In addition to on-farm work, most farm households earn an income from nonfarm sources. A USDA report finds what the most common off-farm jobs are and how skills on the farm are used away from the fields.
Research shows many farms have little agricultural production, which is why only nine percent of farm households claim income solely from farm operations. Still, skills attained on livestock and crop operations are highly transferrable.
The USDA Economic Research Service (ERS) found the most common occupations and industries for off-farm wage and salary jobs held by farm operators and their spouses.
There were some trends observed in the report, one being the tendency for farm operators and their spouses to hold professional and management occupations.
Over one-third (35.9%)of farm operators and their spouses in off-farm employment are in professional or management positions, showing the experience they’ve gained by managing a farm transfers to similar positions elsewhere. The trend was even more apparent as farm size increase and education levels exceed a college diploma.

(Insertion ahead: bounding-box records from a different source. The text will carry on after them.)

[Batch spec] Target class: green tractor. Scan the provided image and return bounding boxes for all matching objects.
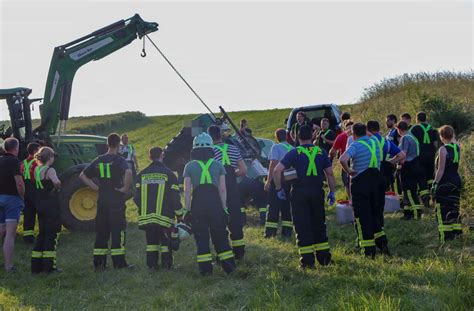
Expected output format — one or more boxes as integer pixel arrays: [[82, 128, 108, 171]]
[[0, 14, 158, 231]]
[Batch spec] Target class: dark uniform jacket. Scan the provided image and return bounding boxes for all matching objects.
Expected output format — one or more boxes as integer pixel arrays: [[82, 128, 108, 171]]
[[134, 161, 183, 228]]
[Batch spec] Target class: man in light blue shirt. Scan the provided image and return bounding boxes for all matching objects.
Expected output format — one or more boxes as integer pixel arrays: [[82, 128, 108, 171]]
[[339, 123, 389, 258]]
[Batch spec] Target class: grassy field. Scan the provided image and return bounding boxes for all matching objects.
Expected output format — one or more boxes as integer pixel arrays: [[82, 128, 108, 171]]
[[0, 72, 474, 310]]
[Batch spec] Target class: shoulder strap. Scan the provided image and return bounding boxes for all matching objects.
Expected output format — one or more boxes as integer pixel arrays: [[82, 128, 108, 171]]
[[196, 159, 214, 185], [214, 144, 230, 166]]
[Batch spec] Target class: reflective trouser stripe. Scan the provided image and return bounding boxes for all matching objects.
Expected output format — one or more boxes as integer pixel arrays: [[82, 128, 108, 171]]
[[407, 190, 421, 219], [23, 230, 35, 236], [31, 251, 43, 258], [94, 248, 109, 256], [298, 245, 314, 255], [110, 248, 125, 256], [197, 253, 212, 262], [217, 251, 234, 260], [146, 244, 160, 252], [265, 221, 278, 229], [313, 242, 329, 252], [43, 251, 56, 258], [230, 239, 245, 247], [374, 230, 385, 239]]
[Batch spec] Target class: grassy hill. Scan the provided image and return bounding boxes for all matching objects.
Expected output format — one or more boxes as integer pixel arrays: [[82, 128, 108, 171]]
[[0, 73, 474, 310]]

According to the data, 56 percent of farm operators and 61 percent of their spouses with college degrees working away from the farm held professional and management positions.
Other positions held by farm operators and their spouses included sales, office support, production, maintenance and materials moving. Professional and management positions had a higher economic payoff, averaging $7 more per hour than the next highest paying positions - sales and office support jobs.
Common off-farm jobs for farm operators were in the fields of construction, agriculture, forestry, fishing, hunting or mining, whereas their spouses are employed in positions related to healthcare and education.
Farm operators and their spouses who had a high school diploma were more likely to have off-farm jobs in production, transportation and materials moving.